帝京ロンドン学園サッカー部顧問に訊く、高校生がイギリスでサッカーを学ぶ意味

天然芝ピッチ2面、ナイター設備完備

――卒業後は、どう言った進路を選ぶ生徒が多いのでしょうか。  帰国して日本の大学に進学する生徒が多いですが、サッカーコースからイギリスの大学に進学する生徒もいます。もちろん、プロ選手を目指す生徒もおり、昨年度まで在籍していた世川楓悟という生徒は、在学中にスペインの育成機関と契約を果たし、卒業後サッカー選手としてのキャリアをスタートしました。彼は入学時にはそこまで目立った生徒ではありませんでしたが、3年間の指導で爆発的に伸び、提携しているサッカー代理人の後押しもあって契約に至りました。
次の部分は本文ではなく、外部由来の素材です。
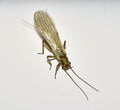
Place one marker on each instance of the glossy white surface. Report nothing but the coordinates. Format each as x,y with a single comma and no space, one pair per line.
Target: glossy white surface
92,32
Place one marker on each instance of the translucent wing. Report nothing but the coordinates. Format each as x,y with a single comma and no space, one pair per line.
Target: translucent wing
47,30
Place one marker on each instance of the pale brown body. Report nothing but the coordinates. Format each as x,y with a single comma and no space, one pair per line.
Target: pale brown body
46,29
50,39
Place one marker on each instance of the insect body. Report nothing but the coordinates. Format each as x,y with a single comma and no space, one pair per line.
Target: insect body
51,41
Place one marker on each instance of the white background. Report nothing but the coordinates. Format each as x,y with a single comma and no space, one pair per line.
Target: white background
92,32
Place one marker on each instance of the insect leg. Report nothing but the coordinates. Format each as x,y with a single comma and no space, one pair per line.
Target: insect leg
57,67
64,45
42,47
49,59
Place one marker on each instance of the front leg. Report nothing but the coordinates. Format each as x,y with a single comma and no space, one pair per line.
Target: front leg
57,67
43,42
49,59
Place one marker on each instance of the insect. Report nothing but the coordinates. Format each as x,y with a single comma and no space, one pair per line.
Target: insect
46,29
本校はイギリス人プロ選手を何人も輩出しているアカデミーとも提携しており、彼は部活動だけではなくそこでも結果を残し、三年生の夏にはイングランド5部のプロクラブの練習にも参加していました。

高校時代の世川楓悟選手

――施設も拝見しましたが、クラブのユースチームでもこれだけ揃えているチームは少ないと思います。  天然芝のピッチが2面、それにナイター照明も完備しています。フィジカルトレーニング用のジムや器具はもちろん、コンディション管理のためにジャグジー、温水プール、サウナ、水風呂なども設置していますが、施設のモデルケースにしているのはイングランドプレミアリーグの下部組織なので、これでもまだまだ足りないところだらけです。今年度からは、試合や練習後のケアのために、プールを使ったセッションやメンタルトレーニングも開始しました。施設の運用方法も、もっと改善していきたいですね。 ――それに見合う成果も出ていますね。2014年にはイギリスの州大会(日本における県大会)で優勝しました。  自分が顧問に就任する以前の試合で、その時は現在セレッソ大阪の強化部に勤務している方が顧問でしたが、こういう結果が出たことは学園としても嬉しかったですね。試合はイギリスだけではなく、欧州各地や日本にも遠征して行うことがあるんですが、日本での試合で興味深い出来事がありました。自分達のちょっとしたプレー1つ1つにファウルの笛が吹かれて、試合がスムーズに進行しなかったんですね。試合後には、相手チームの監督さんからも少しクレームが来てしまいました。こちらとしてはイギリスの大会と同じ、普段通りのプレーをしただけだったんですが、日本とイギリスではジャッジの基準が違うことからこういうことが起きてしまいました。しかし、客観的に見てヨーロッパのリーグやW杯のような国際試合は、イギリスの基準に近いと感じています。設備ももちろんセールスポイントですが、それよりも国際基準の下で高校3年間の競技人生を過ごすことができる、それこそが本校最大の強みですし、イギリスの大会で結果を残せている理由だと考えています。 ――これだけの設備ですから学費もやはりかかるのでしょうか。  正直に申し上げて、学費は高いです。1ポンド157円(6月1日現在)で計算しますと、現在サッカーコースは一年で約350万円いただいています。ただし、寮制なのでこれらは学費、部費、食費、寮費など、生活に必要なお金を全て合わせた費用です。文科省が行っている就学支援金制度など、活用可能な奨学金制度の紹介も行っておりますし、7月16日と8月27日に日本の帝京大学板橋キャンパスで説明会も行いますので、もし興味を持たれたら費用にためらわずにまずは問い合わせていただければと思います。多くの選手も輩出しましたが、今後は審判や代理人、運営などあらゆる形で日本サッカーに貢献できる、国際的なサッカー人を育成していきたいですね。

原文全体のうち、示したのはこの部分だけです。